Int J Stroke. 2013 Jul;8(5):321-6. doi: 10.1111/j.1747-4949.2012.00902.x. Epub 2012 Sep 27.
Recent studies have shown that thrombolysis could decrease or eliminate ischaemic diffusion-weighted imaging lesions. However, the features of such diffusion-weighted imaging lesion reduction are not well known.
To clarify, the frequency of and factors associated with lesion reduction were investigated.
Patients given intravenous tissue plasminogen activator therapy within three-hours of onset were prospectively enrolled.
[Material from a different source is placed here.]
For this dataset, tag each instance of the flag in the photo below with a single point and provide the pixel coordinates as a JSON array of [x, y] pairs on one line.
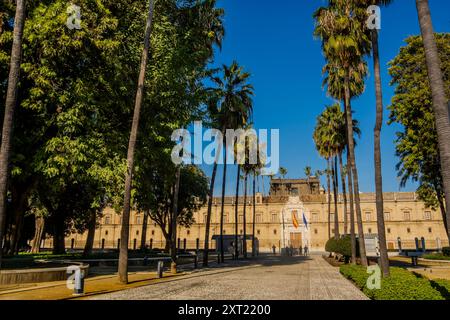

Magnetic resonance imaging including diffusion-weighted imaging and magnetic resonance angiography was performed four times: on admission, just after intravenous tissue plasminogen activator, 24 h from intravenous tissue plasminogen activator, and seven-days after intravenous tissue plasminogen activator. The diffusion-weighted imaging lesion volume was measured by manual trace using National Institutes of Health imaging software. All patients were divided into three groups according to the early diffusion-weighted imaging lesion volume change from admission to just after intravenous tissue plasminogen activator: the lesion reduction group (>20% decrease); the lesion growth group (>20% increase); and the lesion unchanged group.
In total, 105 patients [56 males, median age 77 (interquartile range 70-83) years, and National Institutes of Health Stroke Scale score 16 (10-22)] were enrolled. Early diffusion-weighted imaging lesion reduction was observed in seven (7%) patients. The decreased lesion increased subsequently. On multivariate analysis, the glucose level on admission (odds ratio 0·95, 95% confidence interval 0·91 to 0·99, P = 0·045) and early recanalization (odds ratio 15·7, 95% confidence interval 1·61 to 153, P = 0·018) were independently related to early lesion reduction.
Early diffusion-weighted imaging lesion reduction was observed in 7% of patients treated with intravenous tissue plasminogen activator. The decreased lesion increased subsequently. Initial glucose level and early recanalization were independently associated with early diffusion-weighted imaging lesion reduction.
近期研究表明溶栓治疗可以减少或消除缺血性弥散加权成像(DWI)病灶。然而,弥散加权成像病灶减少的特征尚不清楚。
为了阐明这一点,本研究旨在探讨病灶减少的频率和相关因素。
前瞻性纳入发病 3 小时内接受静脉组织型纤溶酶原激活物(tPA)治疗的患者。在发病后,患者接受了 4 次磁共振成像(MRI)检查,包括弥散加权成像和磁共振血管造影(MRA):入院时、静脉 tPA 后即刻、静脉 tPA 后 24 小时、静脉 tPA 后 7 天。使用 NIH 影像学软件对 DWI 病灶体积进行手动描记测量。根据发病后至静脉 tPA 后即刻的早期 DWI 病灶体积变化,所有患者被分为 3 组:病灶减少组(减少>20%)、病灶进展组(增加>20%)和病灶未变组。
共纳入 105 例患者(56 例男性,中位年龄 77(70-83)岁,NIHSS 评分 16(10-22)分)。7 例(7%)患者出现早期 DWI 病灶减少。减少的病灶随后增加。多变量分析显示,入院时血糖水平(比值比 0.95,95%置信区间 0.91-0.99,P=0.045)和早期再通(比值比 15.7,95%置信区间 1.61-153,P=0.018)与早期病灶减少独立相关。
静脉 tPA 治疗的患者中观察到 7%出现早期 DWI 病灶减少。减少的病灶随后增加。初始血糖水平和早期再通与早期弥散加权成像病灶减少独立相关。